In the January 2020 issue of Net Magazine, we walked through how to use React testing library to write basic unit tests for your React components. In this article I’m going to dive a little deeper and show how to write tests for some code that fetches data from an API.
This is an important distinction from what we covered previously because writing tests for UI components is very different from tests like this, and I hope that you’ll learn some more things to help you ensure that all of your code is production ready, which will give you and your stakeholders more confidence when publishing new code.
Step 0. Decide What to Test #
Before we even begin writing tests it’s good to decide what needs to be tested. We need to set clear boundaries before we begin, otherwise we could waste time writing tests unnecessarily. Read through your code and see what different outcomes might be generated by your code.
In our example of fetching data from an API, the API call could be successful, that counts as one outcome. But what if it’s not successful? And what should happen if the call is successful, but it returns no data? That’s three different possible outcomes already!
Let’s look at our imaginary API call to see what outcomes exist. Here’s the code we’re going to test:
import env from "./ENV";
import axios from "axios";
const getApiData = (
parameters = {},
domain = env.domain
) => axios.get(`${domain}/api/v1/data/?${parameters}`).then(function (response) {
// handle success
if (!Array.isArray(data) || !data.length) {
return [];
}
return data;
}).catch(function (error) {
// handle error
console.log(error);
});
Looking at my code, I can see the following outcomes:
- Fetch api data
- Fetch data with parameters specified
- Return the data if the call was successful
- Return an empty array if no data was received
- Log an error if the request was unsuccessful
Looking at your code in the beginning like this often reveals other issues to you that you may not have noticed before, and which prompts you to revisit your original code and improve it.
Let’s handle the first 4 tests first, then come back to the last two and see how we can improve our code.
To begin, I’ll create a new file to write my tests in. The name of the file is usually the same as the module. So if my module is called GetApiData.js, my test should be GetApiData.test.js.
Setup and Mocking #
1. Mock the API #
Although this test is about fetching data from the API, I don’t want to actually call the data from the API. There are several reasons for this: Primarily, it’s because I’m not testing the API, I’m testing the code I have written. But also there could be a cost involved each time I contact the API, I don’t want or need that cost to be incurred. Finally, I don’t want to wait for the API query to resolve for my tests to finish!

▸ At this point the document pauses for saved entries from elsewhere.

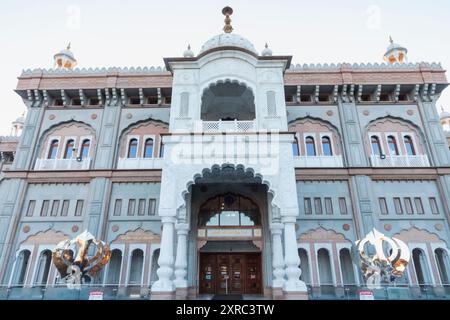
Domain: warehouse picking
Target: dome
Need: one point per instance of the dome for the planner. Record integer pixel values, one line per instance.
(395, 53)
(228, 40)
(188, 53)
(267, 51)
(67, 53)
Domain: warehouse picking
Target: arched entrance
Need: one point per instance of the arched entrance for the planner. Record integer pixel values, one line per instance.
(229, 246)
(230, 266)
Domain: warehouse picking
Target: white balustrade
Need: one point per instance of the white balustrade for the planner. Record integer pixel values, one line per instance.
(318, 162)
(140, 163)
(231, 126)
(400, 161)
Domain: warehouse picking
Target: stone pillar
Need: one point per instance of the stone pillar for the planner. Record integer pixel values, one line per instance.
(294, 288)
(164, 288)
(181, 260)
(277, 259)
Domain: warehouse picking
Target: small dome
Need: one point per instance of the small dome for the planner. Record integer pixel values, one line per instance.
(267, 51)
(65, 59)
(228, 40)
(188, 53)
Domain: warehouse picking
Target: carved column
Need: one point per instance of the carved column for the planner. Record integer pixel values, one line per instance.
(181, 257)
(292, 259)
(165, 271)
(277, 255)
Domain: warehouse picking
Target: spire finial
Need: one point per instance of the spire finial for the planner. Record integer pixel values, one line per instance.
(227, 12)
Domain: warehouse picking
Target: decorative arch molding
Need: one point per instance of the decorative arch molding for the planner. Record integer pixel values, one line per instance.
(415, 234)
(66, 124)
(239, 167)
(137, 236)
(227, 81)
(143, 123)
(322, 235)
(295, 125)
(49, 236)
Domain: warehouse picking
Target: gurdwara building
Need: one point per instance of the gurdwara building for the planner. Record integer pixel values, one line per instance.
(228, 171)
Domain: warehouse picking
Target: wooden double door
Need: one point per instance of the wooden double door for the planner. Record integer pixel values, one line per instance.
(225, 273)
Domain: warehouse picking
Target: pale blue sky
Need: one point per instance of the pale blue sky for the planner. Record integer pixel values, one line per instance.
(107, 33)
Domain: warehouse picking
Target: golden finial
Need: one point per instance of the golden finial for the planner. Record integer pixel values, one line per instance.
(227, 12)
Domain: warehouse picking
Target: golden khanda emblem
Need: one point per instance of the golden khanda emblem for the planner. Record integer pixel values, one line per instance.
(75, 266)
(387, 263)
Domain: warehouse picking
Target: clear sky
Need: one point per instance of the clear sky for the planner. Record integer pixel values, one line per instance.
(107, 33)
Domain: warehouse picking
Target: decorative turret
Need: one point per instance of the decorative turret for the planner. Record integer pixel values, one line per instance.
(188, 53)
(395, 53)
(267, 51)
(17, 126)
(65, 59)
(444, 117)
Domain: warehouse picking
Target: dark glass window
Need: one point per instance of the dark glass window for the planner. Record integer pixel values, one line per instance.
(310, 147)
(68, 153)
(383, 206)
(376, 146)
(393, 149)
(132, 148)
(53, 151)
(326, 146)
(85, 149)
(409, 145)
(148, 152)
(30, 209)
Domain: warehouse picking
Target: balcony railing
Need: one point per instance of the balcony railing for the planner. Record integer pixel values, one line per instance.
(140, 163)
(400, 161)
(230, 126)
(63, 164)
(318, 162)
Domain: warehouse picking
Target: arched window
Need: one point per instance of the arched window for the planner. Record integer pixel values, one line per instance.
(68, 153)
(409, 145)
(148, 150)
(132, 148)
(85, 146)
(393, 149)
(43, 268)
(443, 265)
(22, 262)
(155, 266)
(137, 262)
(304, 266)
(421, 266)
(326, 146)
(295, 150)
(376, 146)
(310, 146)
(348, 276)
(114, 268)
(325, 275)
(53, 150)
(229, 210)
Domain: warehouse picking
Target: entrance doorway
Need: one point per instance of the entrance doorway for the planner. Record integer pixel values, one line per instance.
(230, 273)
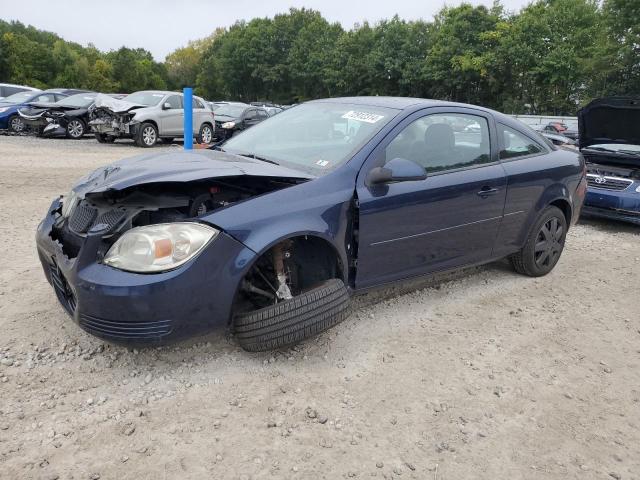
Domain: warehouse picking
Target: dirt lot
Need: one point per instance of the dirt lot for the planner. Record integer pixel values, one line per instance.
(487, 376)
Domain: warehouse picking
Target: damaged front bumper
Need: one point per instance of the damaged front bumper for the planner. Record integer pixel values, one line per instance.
(133, 308)
(623, 206)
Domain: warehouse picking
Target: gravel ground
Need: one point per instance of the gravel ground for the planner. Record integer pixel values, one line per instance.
(486, 375)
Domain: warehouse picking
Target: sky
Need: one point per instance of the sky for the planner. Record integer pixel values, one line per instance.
(161, 26)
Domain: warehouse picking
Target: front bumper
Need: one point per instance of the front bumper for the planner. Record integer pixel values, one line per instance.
(616, 205)
(114, 128)
(131, 308)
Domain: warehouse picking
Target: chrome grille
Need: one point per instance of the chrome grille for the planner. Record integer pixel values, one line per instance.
(606, 182)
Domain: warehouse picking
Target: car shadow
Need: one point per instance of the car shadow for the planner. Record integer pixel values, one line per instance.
(609, 226)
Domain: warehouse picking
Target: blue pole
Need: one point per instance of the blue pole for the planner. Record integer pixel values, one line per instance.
(188, 118)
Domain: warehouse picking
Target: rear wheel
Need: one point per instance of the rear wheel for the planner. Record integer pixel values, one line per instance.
(544, 244)
(147, 135)
(293, 320)
(206, 134)
(102, 138)
(16, 124)
(75, 129)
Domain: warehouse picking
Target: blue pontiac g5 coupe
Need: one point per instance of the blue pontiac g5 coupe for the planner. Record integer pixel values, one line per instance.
(271, 232)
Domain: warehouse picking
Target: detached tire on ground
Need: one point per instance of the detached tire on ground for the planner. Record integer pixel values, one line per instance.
(294, 320)
(544, 246)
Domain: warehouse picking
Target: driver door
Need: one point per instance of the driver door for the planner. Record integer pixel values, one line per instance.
(447, 220)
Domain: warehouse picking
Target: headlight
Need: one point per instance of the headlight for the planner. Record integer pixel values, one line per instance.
(156, 248)
(69, 202)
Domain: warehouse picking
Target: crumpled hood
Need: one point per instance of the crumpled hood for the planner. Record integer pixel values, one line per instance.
(178, 166)
(610, 120)
(115, 105)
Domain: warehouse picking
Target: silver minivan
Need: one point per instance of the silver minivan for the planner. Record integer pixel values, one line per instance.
(148, 117)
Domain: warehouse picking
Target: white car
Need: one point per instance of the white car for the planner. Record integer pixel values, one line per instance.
(8, 89)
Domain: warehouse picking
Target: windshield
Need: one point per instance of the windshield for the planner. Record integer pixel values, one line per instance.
(616, 147)
(315, 137)
(82, 100)
(148, 99)
(21, 97)
(233, 111)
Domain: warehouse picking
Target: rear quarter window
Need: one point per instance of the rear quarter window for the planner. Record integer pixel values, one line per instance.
(515, 144)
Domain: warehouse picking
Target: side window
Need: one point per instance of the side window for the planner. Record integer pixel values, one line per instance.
(516, 144)
(443, 141)
(175, 101)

To do that, I’m going to “mock” this function. When you “mock” something you essentially overwrite the function with a fake function. Let’s first import the code that was written to fetch data from that API, and also the library that we used to connect to the API, Axios:
import GetApiData from "./GetApiData";
import axios from "axios";
After importing it, we can overwrite the functionality of axios like this:
jest.mock("axios");
const mockedAxios = axios.get;
Now, every time we call GetApiData in this file, and that calls Axios, it’ll use our mocked implementation. Using it in the variable mockedAxios will help us identify clearly what we’re doing when we write our tests.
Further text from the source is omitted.